The post-Hosni Mubarak caretaker government gave the green light to the Iranian warships Friday, state media reported. They are expected to be the first Iranian warships to sail through the Suez since the Islamic republic's 1979 revolution. The canal is an internal body of water, and as such, Egypt has sovereignty over it.
But Egypt also is bound by the 1976 Camp David Accords, which guaranteed the right of free passage by ships belonging to Israel and all other nations on the basis of the Constantinople Convention of 1888. Before that, Egypt did not allow Israeli ships to sail through the canal. Last week, Egypt's military government said it would honor all its international treaties.

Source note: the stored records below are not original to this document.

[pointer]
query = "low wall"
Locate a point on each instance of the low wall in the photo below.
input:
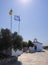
(8, 60)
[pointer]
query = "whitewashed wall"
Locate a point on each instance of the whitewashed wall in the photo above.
(17, 52)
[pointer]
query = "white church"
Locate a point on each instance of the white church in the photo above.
(38, 47)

That would include Camp David. "This is awkward -- at a minimum," said David Schenker, director of the Program on Arab Politics at the Washington Institute for Near East Policy. Schenker said the Iranians had asked for a frigate -- the Alvand -- and a military supply ship -- the Kharg -- to cross into the Mediterranean.
Both are armed with missiles, he said. Their passage would create more uncertainty in the region. "It's destabilizing. It raises tension, particularly in this time of transition in Egypt," Schenker said. "This is typical of Syrian-Iranian opportunism." Egypt's decision, analysts said, could show the direction that the military caretakers intend to take the Arab world's most populous nation. "It does raise an unwelcome political issue that has to be resolved," said Cmdr. James Kraska of the U.S. Naval War College in Rhode Island. Iran said earlier that the flotilla was on a yearlong intelligence-gathering and training mission to prepare young cadets to defend Iran's cargo ships and oil tankers, according to the semiofficial Fars News Agency.

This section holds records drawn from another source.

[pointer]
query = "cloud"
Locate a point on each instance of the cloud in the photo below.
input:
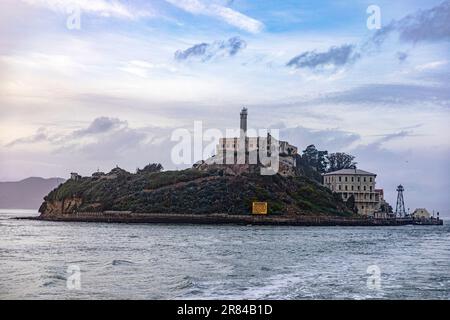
(398, 94)
(40, 136)
(334, 58)
(425, 25)
(223, 13)
(100, 125)
(217, 49)
(105, 8)
(402, 56)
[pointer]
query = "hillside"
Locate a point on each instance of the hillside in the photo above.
(27, 193)
(215, 190)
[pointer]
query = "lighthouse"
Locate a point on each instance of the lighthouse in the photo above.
(243, 126)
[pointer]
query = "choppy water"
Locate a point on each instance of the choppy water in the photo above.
(240, 262)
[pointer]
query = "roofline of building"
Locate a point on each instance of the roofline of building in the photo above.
(335, 173)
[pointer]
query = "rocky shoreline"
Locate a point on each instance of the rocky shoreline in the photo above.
(213, 219)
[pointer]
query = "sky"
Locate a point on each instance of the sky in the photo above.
(88, 85)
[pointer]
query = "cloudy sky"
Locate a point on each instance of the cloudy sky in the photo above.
(112, 91)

Israeli Foreign Minister Avigdor Liberman said Israel's allies should pay close attention to the situation. "We expect the international community to act speedily with determination against the Iranian provocations, designed to deteriorate the situation in the area, and put the Iranians in their place," he said. The Israeli Defense Ministry said Israel was monitoring the movement of the Iranian ships and alerted its allies. At the U.S. State Department, spokesman P.J. Crowley said Wednesday the United States is also watching the situation.
Reports of the Iranian passage also sent jitters through the global market, and oil prices spiked for a time Wednesday. The Suez Canal is a key waterway for international trade, allowing ships to navigate between Europe and Asia without having to go all the way around the vast African continent. Millions of barrels of oil move through the Suez every day on the way to Europe and North America.